I noticed that many (most?) of those older recipes had 1 lb of wheat malt per 5 gal batch. Often the notes were odd, saying something like, "a little bit of wheat to make the beer clear better" or "some wheat to ensure proper carbonation," but nonetheless, the wheat was there pretty consistently. In fact, it seemed like every recipe from that time was 1.060-1.065 and had ~1 lb of wheat, ≥1 lb of carapils, and ~1 lb of other crystal malt (usually 40L or 60L). While I find that much crystal malt excessive in a standard IPA, and the hopping rates in most recipes were not what I would want, either - mostly 60-15-0 and 60-30-15-0, with dry hopping seemingly optional - I decided to take what I learned and synthesize an "Old School IPA" recipe. I actually lost that recipe when my last laptop was stolen, but I remember the basic premise well enough.
I ended up going with a malt bill of (I think) 80% 2-row, 5% wheat malt, 5% crystal 60, 5% carapils, and 5% Munich 10L. I shot for a 1.063 OG and I believe I hit 1.062. I mashed at 150-152F (I don't recall exactly), and I employed a 90-minute boil. I used a hop schedule of 60-30-15-0-dry and I bittered with Columbus, used Centennial at 30, Cascade and Centennial at 15, and Cascade and Columbus at 0, and dry hopped with Cascade (and maybe columbus). I don't recall amounts used, but I do remember the flameout was 3 oz of hops (more than used at the time), and that the 15 min addition was just 2 oz of hops. Most of the IBU's came from the 60 min addition, and at least half of the remaining IBUs came from the 30 min addition. I bittered it to a mere 60 IBUs. The volume of dry hops was just 1 oz per 5 gal. I used WLP001 slurry.

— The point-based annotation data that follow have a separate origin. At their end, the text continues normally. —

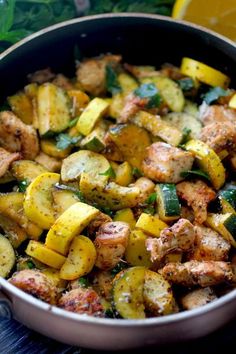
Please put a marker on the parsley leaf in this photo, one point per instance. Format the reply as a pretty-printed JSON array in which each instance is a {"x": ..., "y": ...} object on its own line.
[
  {"x": 64, "y": 141},
  {"x": 186, "y": 83},
  {"x": 112, "y": 83},
  {"x": 150, "y": 92},
  {"x": 195, "y": 173},
  {"x": 22, "y": 185},
  {"x": 214, "y": 94},
  {"x": 110, "y": 173}
]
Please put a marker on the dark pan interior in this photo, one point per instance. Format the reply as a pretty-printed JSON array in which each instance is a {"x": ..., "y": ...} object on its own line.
[{"x": 141, "y": 39}]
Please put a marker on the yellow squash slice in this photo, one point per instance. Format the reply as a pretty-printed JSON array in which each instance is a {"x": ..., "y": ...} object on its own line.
[
  {"x": 68, "y": 225},
  {"x": 38, "y": 203},
  {"x": 80, "y": 260}
]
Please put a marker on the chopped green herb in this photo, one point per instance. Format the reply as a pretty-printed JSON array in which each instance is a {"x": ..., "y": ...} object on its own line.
[
  {"x": 151, "y": 199},
  {"x": 195, "y": 173},
  {"x": 83, "y": 282},
  {"x": 150, "y": 92},
  {"x": 136, "y": 172},
  {"x": 110, "y": 173},
  {"x": 214, "y": 94},
  {"x": 73, "y": 122},
  {"x": 186, "y": 83},
  {"x": 112, "y": 83},
  {"x": 22, "y": 185},
  {"x": 64, "y": 141}
]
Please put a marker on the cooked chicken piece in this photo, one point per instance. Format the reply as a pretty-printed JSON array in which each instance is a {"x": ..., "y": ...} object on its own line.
[
  {"x": 110, "y": 242},
  {"x": 198, "y": 298},
  {"x": 197, "y": 194},
  {"x": 94, "y": 225},
  {"x": 217, "y": 113},
  {"x": 6, "y": 158},
  {"x": 62, "y": 81},
  {"x": 91, "y": 73},
  {"x": 41, "y": 76},
  {"x": 133, "y": 104},
  {"x": 206, "y": 273},
  {"x": 220, "y": 136},
  {"x": 35, "y": 283},
  {"x": 15, "y": 136},
  {"x": 164, "y": 163},
  {"x": 83, "y": 301},
  {"x": 209, "y": 245},
  {"x": 146, "y": 187},
  {"x": 50, "y": 163},
  {"x": 179, "y": 237}
]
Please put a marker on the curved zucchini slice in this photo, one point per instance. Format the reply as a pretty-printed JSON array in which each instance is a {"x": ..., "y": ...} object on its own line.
[
  {"x": 225, "y": 224},
  {"x": 43, "y": 254},
  {"x": 80, "y": 260},
  {"x": 86, "y": 161},
  {"x": 38, "y": 203},
  {"x": 168, "y": 202},
  {"x": 128, "y": 293},
  {"x": 7, "y": 257},
  {"x": 208, "y": 161},
  {"x": 68, "y": 225},
  {"x": 157, "y": 293}
]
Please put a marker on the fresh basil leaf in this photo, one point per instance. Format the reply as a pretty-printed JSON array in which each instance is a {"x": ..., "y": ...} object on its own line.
[
  {"x": 64, "y": 141},
  {"x": 186, "y": 83},
  {"x": 22, "y": 185},
  {"x": 151, "y": 199},
  {"x": 110, "y": 173},
  {"x": 214, "y": 94},
  {"x": 150, "y": 92},
  {"x": 195, "y": 173},
  {"x": 112, "y": 83}
]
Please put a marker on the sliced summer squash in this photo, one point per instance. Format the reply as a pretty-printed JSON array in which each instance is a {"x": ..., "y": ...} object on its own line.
[
  {"x": 68, "y": 225},
  {"x": 128, "y": 293},
  {"x": 92, "y": 113},
  {"x": 168, "y": 205},
  {"x": 38, "y": 203},
  {"x": 7, "y": 256},
  {"x": 45, "y": 255},
  {"x": 53, "y": 109},
  {"x": 80, "y": 260},
  {"x": 208, "y": 161},
  {"x": 86, "y": 161}
]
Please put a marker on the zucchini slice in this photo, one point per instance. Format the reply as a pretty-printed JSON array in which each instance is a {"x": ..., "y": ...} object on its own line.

The recipe went against a lot of my typical thinking when it comes to brewing IPA, and it came out great. It was the kind beer where I would drink 4 pints without realizing it. And despite that high volume of crystal malt, it was extremely refreshing. It wasn't the kind of "sit and think about it" IPA like Ballast Point's Sculpin or Alpine's Duet, but it also wasn't noticeably less hoppy-tasting than Racer 5 or Lagunitas IPA, and the maltiness was definitely less in-your-face than Lagunitas. The bitterness was tamer than West Coast IPA or Racer 5, but not by as much as I expected. It was a great beer for drinking, and sessionable despite its ~6.4% ABV. What I took from this brew were two things: Cascade and Columbus are incredible aroma hops (I have since used them a lot more than I did at the time), and a little wheat now goes into every hoppy beer I brew. I have since brewed similar beers with more contemporary hop profiles and less crystal malt, and I always notice the increased sessionability that I get from the the smooth texture a little wheat malt provides. And all that crystal malt made less of a difference than I expected. I think a lot of the problems people have with crystal malt in an IPA is actually a problem they have with high mash temperatures, mello bittering hops (like Magnum), poor yeast management (1 smack pack into a 1.070 IPA spells trouble) and DARK crystal malt.
So now I add crystal malt freely if I want a caramel flavor (of late I am rather fond of Carahell for hoppy beers). I use a 2-1 ratio of easy-to-buy cascade and columbus as aroma/dry hops in anything where I am shooting for a "C Hop" aroma, and I freely bitter with Columbus in any American style of ale. Do I still love Simcoe, Amarillo and Citra in an IPA? Sure. But I am happy to spend $18 on a keg of great IPA with a "C hop" aroma and flavor than $40 on a similar IPA with a great fruity "new school" hop aroma.